- Cover of the Belgian edition
- Date: 1987
- Series: Marsupilami
- Publisher: Marsu Productions

Creative team
- Writers: Greg
- Artists: Franquin Batem Vittorio Leonardo (colors)
- Colorists: Vittorio Leonardo

Original publication
- Date of publication: 1987
- Language: French

Chronology
- Followed by: Le Bébé du bout du monde, 1988

= La Queue du Marsupilami =

Comic album related to adventures

La queue du Marsupilami, written by Greg and drawn by Franquin and his collaborator Batem, is a comic album relating the adventures of the fictional character Marsupilami. This album is the number 1 in the series of Marsupilami albums, published by Marsu Productions.

==History==
With the album La queue du Marsupilami, a new series is launched by Franquin entirely dedicated to the adventures of Marsupilami, who only appeared as a secondary character in the Spirou and Fantasio comics series. This album sold more than 600.000 copies.
From 1987, one album was published each year. This first album was reedited three times, in 1991, 1997 and 2007. The creation of this new series was also forced by legal reasons: when Franquin left the publishing company Dupuis to start on his own Marsu Productions, he brought his own creations Marsupilami and Gaston Lagaffe along with him, but had to leave the older characters Spirou and Fantasio at Dupuis.
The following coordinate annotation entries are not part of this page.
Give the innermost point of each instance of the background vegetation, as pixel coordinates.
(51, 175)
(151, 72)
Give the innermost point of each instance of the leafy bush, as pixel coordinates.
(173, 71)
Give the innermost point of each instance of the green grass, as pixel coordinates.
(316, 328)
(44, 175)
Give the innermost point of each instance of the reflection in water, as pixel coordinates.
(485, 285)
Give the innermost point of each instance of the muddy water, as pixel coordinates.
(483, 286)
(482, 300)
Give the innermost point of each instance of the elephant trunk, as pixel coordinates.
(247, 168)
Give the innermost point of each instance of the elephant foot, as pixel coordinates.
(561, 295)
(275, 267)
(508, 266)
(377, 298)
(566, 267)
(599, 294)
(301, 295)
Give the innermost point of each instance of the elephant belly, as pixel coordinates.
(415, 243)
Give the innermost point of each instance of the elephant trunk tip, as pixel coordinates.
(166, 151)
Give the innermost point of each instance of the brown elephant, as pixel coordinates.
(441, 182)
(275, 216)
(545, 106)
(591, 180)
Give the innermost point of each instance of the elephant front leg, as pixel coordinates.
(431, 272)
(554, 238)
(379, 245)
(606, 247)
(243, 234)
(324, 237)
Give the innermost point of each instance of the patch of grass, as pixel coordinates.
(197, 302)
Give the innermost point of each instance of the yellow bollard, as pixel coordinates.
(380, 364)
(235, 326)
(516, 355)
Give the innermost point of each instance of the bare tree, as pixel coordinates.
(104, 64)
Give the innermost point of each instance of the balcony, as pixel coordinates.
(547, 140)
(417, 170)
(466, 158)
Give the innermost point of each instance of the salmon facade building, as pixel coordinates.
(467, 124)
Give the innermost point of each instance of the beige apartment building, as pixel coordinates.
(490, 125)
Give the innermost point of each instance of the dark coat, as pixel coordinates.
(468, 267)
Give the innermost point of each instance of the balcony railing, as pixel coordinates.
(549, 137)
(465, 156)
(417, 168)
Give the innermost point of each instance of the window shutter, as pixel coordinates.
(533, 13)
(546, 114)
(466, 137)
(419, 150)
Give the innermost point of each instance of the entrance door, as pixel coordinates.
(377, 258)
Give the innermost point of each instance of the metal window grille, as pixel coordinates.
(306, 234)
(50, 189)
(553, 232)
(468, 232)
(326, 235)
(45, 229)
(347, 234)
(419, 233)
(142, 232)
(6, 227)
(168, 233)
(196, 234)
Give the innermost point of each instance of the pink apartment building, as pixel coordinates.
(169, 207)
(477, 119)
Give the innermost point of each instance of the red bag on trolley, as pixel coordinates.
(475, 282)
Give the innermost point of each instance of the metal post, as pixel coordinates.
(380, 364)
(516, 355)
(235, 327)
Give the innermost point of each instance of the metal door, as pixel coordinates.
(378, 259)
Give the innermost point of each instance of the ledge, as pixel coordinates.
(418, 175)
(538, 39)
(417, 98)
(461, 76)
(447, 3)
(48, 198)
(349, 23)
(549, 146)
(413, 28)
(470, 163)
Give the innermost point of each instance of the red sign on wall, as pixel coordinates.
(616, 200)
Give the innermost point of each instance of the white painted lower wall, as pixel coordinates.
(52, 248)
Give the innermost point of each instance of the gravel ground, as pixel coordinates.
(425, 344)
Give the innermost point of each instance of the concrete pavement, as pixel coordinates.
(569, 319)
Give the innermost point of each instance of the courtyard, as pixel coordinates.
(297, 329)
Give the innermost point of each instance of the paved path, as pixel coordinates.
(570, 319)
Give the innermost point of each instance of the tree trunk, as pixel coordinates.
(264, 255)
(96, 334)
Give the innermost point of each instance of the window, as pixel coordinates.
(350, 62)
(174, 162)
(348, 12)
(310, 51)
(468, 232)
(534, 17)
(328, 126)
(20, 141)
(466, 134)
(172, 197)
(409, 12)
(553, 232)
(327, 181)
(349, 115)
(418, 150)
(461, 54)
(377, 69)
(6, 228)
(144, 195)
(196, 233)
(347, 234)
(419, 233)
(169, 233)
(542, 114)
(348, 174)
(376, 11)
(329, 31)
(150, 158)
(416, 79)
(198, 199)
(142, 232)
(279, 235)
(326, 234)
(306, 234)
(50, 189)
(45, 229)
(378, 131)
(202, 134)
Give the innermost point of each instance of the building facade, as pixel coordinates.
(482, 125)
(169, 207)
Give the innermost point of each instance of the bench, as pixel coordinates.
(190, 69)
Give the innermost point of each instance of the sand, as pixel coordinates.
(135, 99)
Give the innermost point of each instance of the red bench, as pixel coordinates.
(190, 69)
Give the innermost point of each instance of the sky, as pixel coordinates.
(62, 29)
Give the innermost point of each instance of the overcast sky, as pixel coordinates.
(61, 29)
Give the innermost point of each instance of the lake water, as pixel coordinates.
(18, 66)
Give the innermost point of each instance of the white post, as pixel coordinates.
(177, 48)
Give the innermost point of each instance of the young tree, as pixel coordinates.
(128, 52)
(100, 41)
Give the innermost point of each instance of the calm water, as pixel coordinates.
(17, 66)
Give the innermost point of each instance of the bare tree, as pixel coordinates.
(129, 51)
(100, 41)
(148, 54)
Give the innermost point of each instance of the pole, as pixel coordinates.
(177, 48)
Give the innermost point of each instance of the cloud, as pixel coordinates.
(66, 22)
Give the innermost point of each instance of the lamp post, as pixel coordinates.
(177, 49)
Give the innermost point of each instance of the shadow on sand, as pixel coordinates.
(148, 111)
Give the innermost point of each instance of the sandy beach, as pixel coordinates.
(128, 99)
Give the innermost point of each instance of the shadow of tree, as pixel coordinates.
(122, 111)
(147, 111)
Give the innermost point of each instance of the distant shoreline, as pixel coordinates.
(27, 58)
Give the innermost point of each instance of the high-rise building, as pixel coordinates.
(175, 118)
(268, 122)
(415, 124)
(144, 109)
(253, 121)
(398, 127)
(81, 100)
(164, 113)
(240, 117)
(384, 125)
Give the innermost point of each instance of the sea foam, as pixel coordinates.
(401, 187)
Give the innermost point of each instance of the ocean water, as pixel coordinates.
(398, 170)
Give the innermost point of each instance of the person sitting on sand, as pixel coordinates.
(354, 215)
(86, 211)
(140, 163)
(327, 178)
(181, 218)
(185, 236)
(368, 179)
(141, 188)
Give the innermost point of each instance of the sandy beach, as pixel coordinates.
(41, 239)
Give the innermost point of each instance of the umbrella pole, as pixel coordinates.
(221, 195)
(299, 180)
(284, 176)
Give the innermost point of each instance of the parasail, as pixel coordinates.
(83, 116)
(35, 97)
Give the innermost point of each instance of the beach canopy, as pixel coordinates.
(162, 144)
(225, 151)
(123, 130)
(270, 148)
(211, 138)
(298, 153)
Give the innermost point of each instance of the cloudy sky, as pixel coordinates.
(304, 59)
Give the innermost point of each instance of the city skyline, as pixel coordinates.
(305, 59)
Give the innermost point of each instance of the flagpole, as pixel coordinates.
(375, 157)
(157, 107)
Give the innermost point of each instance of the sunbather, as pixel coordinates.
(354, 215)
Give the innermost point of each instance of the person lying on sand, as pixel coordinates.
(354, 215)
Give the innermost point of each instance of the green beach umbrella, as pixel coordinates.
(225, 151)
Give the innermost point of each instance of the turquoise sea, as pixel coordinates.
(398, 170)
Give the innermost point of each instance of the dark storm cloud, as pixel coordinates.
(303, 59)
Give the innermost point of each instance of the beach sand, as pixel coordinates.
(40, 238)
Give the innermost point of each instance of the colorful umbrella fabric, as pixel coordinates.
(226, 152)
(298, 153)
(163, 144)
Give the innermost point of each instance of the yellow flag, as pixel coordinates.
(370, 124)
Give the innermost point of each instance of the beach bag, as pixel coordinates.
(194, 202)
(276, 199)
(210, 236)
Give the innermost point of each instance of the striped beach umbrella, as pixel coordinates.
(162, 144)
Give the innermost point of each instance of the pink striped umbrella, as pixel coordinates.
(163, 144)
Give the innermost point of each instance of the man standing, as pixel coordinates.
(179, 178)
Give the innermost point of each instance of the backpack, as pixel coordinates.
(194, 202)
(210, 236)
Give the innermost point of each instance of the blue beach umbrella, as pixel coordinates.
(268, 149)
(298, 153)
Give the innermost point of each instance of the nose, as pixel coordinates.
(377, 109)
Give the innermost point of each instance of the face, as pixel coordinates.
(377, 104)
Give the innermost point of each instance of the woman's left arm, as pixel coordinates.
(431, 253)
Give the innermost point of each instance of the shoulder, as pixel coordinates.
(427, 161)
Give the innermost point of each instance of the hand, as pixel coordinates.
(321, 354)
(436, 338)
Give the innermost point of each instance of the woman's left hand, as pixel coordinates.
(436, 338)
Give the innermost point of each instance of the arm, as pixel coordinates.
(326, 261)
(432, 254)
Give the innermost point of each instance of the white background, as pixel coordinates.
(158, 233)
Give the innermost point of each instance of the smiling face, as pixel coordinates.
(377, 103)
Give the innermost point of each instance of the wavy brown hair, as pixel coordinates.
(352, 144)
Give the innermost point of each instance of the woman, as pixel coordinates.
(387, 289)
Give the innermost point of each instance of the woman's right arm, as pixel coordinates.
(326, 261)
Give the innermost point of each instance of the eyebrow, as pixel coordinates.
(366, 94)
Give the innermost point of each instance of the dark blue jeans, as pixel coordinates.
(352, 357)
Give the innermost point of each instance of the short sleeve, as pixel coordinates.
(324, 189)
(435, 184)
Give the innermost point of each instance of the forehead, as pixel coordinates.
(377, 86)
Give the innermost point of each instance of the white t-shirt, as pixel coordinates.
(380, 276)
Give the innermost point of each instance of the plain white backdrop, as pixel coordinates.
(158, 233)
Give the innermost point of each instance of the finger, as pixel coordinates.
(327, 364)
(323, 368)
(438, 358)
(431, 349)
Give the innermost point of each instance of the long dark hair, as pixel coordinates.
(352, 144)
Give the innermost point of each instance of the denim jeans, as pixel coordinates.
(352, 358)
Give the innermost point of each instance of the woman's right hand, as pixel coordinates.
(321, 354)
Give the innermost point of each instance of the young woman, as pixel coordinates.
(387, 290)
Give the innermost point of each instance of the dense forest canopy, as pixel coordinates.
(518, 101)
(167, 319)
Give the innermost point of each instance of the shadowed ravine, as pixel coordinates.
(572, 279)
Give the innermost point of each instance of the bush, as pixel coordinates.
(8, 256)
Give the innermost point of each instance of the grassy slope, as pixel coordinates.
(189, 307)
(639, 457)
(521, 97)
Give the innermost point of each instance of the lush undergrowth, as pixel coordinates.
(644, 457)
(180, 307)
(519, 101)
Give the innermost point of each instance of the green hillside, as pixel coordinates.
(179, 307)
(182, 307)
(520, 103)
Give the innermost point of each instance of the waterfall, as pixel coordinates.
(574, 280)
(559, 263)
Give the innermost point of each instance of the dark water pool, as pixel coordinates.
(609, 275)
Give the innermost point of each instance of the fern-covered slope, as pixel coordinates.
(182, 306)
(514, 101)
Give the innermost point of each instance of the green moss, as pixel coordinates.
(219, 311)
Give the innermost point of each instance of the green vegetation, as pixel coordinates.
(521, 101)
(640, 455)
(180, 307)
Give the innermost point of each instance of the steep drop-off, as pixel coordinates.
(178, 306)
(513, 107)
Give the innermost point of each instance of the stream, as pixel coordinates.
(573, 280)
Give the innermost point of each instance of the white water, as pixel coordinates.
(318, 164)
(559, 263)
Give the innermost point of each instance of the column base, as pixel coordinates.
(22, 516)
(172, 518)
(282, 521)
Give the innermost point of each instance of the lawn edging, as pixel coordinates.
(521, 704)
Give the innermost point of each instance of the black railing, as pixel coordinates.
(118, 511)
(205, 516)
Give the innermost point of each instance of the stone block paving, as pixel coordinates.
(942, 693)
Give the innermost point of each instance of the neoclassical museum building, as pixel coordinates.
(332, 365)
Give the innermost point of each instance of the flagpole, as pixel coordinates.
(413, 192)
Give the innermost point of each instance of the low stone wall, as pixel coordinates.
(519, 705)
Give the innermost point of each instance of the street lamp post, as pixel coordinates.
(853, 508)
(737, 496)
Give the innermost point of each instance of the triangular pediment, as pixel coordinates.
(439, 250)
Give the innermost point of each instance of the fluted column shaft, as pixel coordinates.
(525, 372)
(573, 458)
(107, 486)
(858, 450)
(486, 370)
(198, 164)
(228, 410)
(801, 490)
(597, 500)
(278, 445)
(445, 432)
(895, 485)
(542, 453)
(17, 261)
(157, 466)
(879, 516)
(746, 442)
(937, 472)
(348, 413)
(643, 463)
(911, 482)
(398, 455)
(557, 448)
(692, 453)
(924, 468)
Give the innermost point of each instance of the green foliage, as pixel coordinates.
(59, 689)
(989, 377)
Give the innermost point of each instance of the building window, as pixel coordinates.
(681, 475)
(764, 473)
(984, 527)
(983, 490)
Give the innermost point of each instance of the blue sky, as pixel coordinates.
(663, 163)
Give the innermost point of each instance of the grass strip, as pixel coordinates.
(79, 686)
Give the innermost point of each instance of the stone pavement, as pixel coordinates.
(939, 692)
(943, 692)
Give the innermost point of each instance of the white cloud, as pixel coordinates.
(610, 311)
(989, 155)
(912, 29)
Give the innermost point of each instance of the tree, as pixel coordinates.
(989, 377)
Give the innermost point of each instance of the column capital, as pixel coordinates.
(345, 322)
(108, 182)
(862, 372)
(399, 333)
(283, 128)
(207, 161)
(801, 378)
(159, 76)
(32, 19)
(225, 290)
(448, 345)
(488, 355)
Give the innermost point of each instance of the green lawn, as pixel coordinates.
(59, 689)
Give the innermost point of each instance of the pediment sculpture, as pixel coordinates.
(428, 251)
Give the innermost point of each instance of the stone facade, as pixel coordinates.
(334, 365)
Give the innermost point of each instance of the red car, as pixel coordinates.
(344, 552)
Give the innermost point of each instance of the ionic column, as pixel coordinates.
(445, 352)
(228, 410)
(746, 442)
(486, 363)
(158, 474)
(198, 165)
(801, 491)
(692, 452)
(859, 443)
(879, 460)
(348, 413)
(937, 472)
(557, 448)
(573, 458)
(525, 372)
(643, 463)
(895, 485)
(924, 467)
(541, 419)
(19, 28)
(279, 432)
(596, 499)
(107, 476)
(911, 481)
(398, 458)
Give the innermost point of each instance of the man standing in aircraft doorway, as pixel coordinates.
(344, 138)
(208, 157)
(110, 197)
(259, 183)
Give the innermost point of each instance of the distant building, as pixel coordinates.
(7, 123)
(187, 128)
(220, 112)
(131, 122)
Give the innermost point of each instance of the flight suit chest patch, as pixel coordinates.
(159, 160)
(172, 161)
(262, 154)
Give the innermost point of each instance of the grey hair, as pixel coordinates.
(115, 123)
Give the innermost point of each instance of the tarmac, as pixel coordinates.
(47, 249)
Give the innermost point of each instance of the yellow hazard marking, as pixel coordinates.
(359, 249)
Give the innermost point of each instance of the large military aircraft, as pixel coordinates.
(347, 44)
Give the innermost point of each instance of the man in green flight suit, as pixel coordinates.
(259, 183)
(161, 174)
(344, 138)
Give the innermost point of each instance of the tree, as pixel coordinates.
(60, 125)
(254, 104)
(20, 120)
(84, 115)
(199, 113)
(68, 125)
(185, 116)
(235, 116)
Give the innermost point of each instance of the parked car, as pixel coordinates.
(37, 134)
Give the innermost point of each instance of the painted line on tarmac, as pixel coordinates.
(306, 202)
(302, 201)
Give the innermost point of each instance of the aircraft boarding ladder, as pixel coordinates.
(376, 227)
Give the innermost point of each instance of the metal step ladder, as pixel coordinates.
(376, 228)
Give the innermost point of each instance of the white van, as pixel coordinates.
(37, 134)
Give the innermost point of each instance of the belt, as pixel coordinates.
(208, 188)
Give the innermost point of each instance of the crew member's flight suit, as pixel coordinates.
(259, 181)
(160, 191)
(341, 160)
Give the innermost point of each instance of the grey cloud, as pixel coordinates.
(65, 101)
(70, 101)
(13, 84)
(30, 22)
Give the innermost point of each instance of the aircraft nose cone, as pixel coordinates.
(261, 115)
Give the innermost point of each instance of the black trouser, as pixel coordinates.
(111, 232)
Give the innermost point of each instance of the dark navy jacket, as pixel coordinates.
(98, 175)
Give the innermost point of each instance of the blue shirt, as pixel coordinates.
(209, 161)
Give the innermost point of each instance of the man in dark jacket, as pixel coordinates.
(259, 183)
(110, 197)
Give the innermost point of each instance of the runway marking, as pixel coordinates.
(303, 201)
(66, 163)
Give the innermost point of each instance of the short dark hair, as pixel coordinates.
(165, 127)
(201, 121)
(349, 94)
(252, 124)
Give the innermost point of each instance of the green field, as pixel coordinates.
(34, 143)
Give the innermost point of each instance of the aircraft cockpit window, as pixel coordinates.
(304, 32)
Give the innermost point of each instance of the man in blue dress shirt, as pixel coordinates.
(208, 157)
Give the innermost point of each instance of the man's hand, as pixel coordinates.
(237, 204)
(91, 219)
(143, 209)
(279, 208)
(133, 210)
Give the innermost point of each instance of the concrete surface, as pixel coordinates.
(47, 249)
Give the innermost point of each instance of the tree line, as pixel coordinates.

Thus, the characters could no longer have common adventures.
.

==Story==
In the Palombia jungle, Bring M. Backalive, a hunter who seeks personal glory, searches for a marsupilami, an animal that nobody had never captured. The hunter's attempts are occasions for some gags. The tone is largely humoristic and the hunter rather a comic character than a dangerous man. The story is also an opportunity to discover the way of life and the several abilities of the marsupilamis including the ejector paws and elongating tails.